Não se trata de um engano. Bond, James Bond, não é um homem difícil de ser reconhecido. Na verdade, é reconhecível até demais, considerando que é um espião do MI6, o serviço secreto britânico. Gerado no mundo perfeito das ideias, na literatura “pulp” de Ian Fleming, tornada famosa quando John Kennedy declarou que era sua leitura de cabeceira, a primeira encarnação audiovisual de James Bond ocorreu em 1954, em um obscuro telefilme adaptado do romance “Cassino Royale”, atendendo pelo nome de Jimmy Bond, no corpo de um ator chamado Barry Nelson. A encarnação canônica surgiu em 1962, com o escocês Sean Connery, no filme “007 Contra o Satânico Dr. No”. Seguiram-se mais quatro aventuras, até 1967, ano de “Com 007 Só se Vive Duas Vezes”.
Mesmo ano em que foi lançada uma lamentável versão satírica de “Cassino Royale”, com o britânico David Niven como James Bond e, acreditem, Woody Allen como vilão. O australiano canastrão George Lazemby tentou assumir a coroa em 1969, com “007 a Serviço Secreto de Sua Majestade”. Um bom filme com um protagonista fraco. A peso de ouro, Connery voltou gordo e envelhecido em 1971, com “007 Os Diamantes São Eternos”. Os diamantes sim, Connery, infelizmente, não.

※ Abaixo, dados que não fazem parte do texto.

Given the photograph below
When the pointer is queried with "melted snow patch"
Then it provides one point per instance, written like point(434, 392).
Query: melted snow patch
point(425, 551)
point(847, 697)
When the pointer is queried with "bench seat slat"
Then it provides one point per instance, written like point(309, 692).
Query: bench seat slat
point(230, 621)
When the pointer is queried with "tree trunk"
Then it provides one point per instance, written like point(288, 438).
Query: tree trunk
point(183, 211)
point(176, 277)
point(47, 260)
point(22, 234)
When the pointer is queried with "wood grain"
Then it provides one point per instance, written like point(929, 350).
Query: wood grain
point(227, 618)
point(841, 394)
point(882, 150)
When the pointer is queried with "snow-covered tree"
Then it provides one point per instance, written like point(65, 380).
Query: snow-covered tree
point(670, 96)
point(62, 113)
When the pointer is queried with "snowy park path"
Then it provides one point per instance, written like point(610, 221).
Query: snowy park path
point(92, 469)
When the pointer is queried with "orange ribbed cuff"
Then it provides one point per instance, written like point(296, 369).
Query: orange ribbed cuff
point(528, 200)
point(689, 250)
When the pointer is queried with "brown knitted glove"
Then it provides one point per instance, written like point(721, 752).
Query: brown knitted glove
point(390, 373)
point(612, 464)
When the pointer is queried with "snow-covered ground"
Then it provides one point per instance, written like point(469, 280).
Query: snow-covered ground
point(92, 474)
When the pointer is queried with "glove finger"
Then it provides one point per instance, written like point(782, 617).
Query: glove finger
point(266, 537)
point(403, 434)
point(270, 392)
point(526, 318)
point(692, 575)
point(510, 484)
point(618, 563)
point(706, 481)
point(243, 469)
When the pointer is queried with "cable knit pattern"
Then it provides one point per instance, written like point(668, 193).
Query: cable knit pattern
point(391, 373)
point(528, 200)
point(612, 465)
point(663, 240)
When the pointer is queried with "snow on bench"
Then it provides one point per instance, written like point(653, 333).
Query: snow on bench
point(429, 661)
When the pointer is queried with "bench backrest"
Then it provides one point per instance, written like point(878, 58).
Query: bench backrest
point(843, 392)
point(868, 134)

Seu legitimo sucessor, o inglês Roger Moore, apareceu em 1973, estrelando “007 Viva e Deixe Morrer”. Entre pérolas, como “007 O Espião Que Me Amava”, e lixo, como “007 Contra o Foguete da Morte”, que contou com risíveis cenas gravadas no Brasil, foram mais seis filmes até 1985, quando Moore se aposentou com “007 Na Mira Dos Assassinos”. Em 1984, Connery retornou, ainda mais velho e gordo, para uma despedida melancólica do papel, no bastardo “007 Nunca Mais Outra Vez”, uma dispensável refilmagem de “007 Contra a Chantagem Atômica”, de 1965, produzida fora da franquia oficial, devido a problemas jurídicos com direitos autorais. Em 1987, o ator galês com formação shakespeareana Timothy Dalton encarnou Bond no bom “007 Marcado Para a Morte”. Porém, seu reinado durou pouco. Seu filme seguinte, “007 Permissão Para Matar”, de 1989, não foi bem recebido por público e crítica. A série ficaria suspensa até 1995, quando o irlandês Pierce Brosnan, assumiu o smoking no mediano “007 Contra Goldneye”. Com mais três filmes, Brosnan revelou-se um ótimo Bond em filmes duvidosos, mas de sucesso. Sua derradeira aparição, o exagerado “007 Um Novo Dia Para Morrer”, de 2003, é uma espécie de fechamento simbólico da série, repleto de homenagens aos capítulos anteriores, estabelecendo definitivamente a continuidade entre eles.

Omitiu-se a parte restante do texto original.